A discriminant analysis of principal component (DAPC) using the entire SNP set (8,294 SNPs) identified the pattern of genetic structure in the collection. Using the Bayesian information criterion value (BIC), the most probable genetic structure comprised six clusters and was described by five principal genetic components derived from the marker data (see Methods, Fig. S2). All parental cultivars were assigned to cluster 5, except ‘Fuji’ that was assigned to cluster 2 (Fig. 3a, Table S3). Cluster 5 was the largest group of genotypes (N = 66), whilst cluster 6 was the smallest (N = 25, Tables 2 and S3). The cluster assignment of the six full-sib families was predicted using the principal components derived by the DAPC analysis carried out on the collection. Most of the genotypes were assigned to the parental clusters 2 and 5, although 8 genotypes of ‘FjDe’ and one of ‘FjPi’ were assigned to cluster 1 (Table 2, Fig. 3b, c, Table S3).

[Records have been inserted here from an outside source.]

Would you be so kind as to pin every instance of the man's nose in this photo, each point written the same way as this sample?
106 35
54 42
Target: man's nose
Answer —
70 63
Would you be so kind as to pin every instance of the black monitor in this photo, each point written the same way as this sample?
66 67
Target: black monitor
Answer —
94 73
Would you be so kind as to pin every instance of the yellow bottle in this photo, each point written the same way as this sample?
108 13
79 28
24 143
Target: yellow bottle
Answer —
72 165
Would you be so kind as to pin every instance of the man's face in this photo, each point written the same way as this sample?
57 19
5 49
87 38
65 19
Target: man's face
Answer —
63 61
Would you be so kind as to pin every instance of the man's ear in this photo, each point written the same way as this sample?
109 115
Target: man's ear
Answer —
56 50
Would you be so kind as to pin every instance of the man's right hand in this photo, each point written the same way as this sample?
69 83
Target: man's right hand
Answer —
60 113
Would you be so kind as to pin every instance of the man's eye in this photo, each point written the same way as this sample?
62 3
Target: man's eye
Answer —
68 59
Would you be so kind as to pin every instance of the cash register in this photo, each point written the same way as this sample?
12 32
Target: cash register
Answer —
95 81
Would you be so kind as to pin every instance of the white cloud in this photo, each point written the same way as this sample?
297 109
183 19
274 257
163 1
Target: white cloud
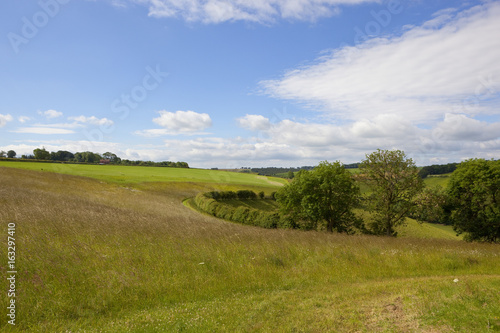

Overall, clusters 2 and 5 contained the largest part of the whole population, while clusters 1, 3, 4, and 6 contained the fewest genotypes (Fig. 3c, Table S3). However, while the DAPC analysis suggested this genetic clustering as the most probable in the diversity panel represented by the collection, the pairwise Fst-values between clusters indicated low levels of genetic differentiation (values varying between 0.002 and 0.018, Table S4). The Fst value between clusters 2 and 5, containing the parents and most of their offspring, was for instance 0.013. The phenotypic distributions across clusters revealed that individuals assigned to clusters 2 and 5 had elevated values for all traits, except for the synthetic trait PC2, compared to individuals assigned to other clusters (Fig. S3), indicating a possible correlation between genetic clustering and texture traits.

### Cross-validations within the collection

The prediction of marker effects on each trait was obtained with an additive rrBLUP model, where the BLUPs of across-year phenotypic values and the synthetic traits PC1 and PC2 represented the explained variables. The estimated genetic variance, calculated as the variance of the genomic estimated breeding values using this model in the entire collection, represented 35–86% of the phenotypic variance, depending on the trait. When running cross-validations within the collection with this model on the 14 traits, the highest mean prediction accuracy was obtained for the acoustic linear distance (ALD, mean cor = 0.64, Fig. S4), and the second highest accuracy was found for the number of force peaks (FNP, mean cor = 0.63, Fig. S4, Table S5). While FNP yielded a relatively high accuracy compared to its repeatability ($$\hat R$$ = 0.75, Table 1), the overall mean accuracies among traits did not follow the ranking of repeatability obtained within the collection phenotypes (Wilcoxon signed-rank-test, p-value = 2.44 × 10−4). The synthetic traits PC1 and PC2 were moderately predictable with accuracies of 0.59 and 0.42 respectively.

### Genomic prediction in families without training population optimization

In practice, traits can be predicted in families with any available related genetic material that has been genotyped and phenotyped. For this reason, three different scenarios of training population design were tested: either with or without genotypes from the predicted family (‘TS_coll’ and ‘TS_coll_sibs’), or from a half-sib family (‘TS_coll_half-sibs’; see Methods, “Prediction models”), resulting in near-zero to high accuracies, depending on the family, trait, and scenario considered.

Texture could be predicted with low to high accuracies in three families, ‘FjPi’, ‘GaPi’ and ‘GaPL’; accuracy values ranging from 0.08 for PC2 in ‘GaPi’ to 0.73 for PC1 in ‘GaPL’. Among these three families, the best predicted trait was PC1 (mean for ‘TS_coll’: 0.50, Fig. 4). The three other families showed either accuracies close to zero (‘FjPL’), or negative accuracies (‘FjDe’ and ‘GDFj’, mean accuracies between −0.29 and 0.30, Fig. 4). XY-plots of the observed vs. predicted values for each genotype and for all traits and families are depicted in Fig. S5 with the ‘TS_coll’ scenario.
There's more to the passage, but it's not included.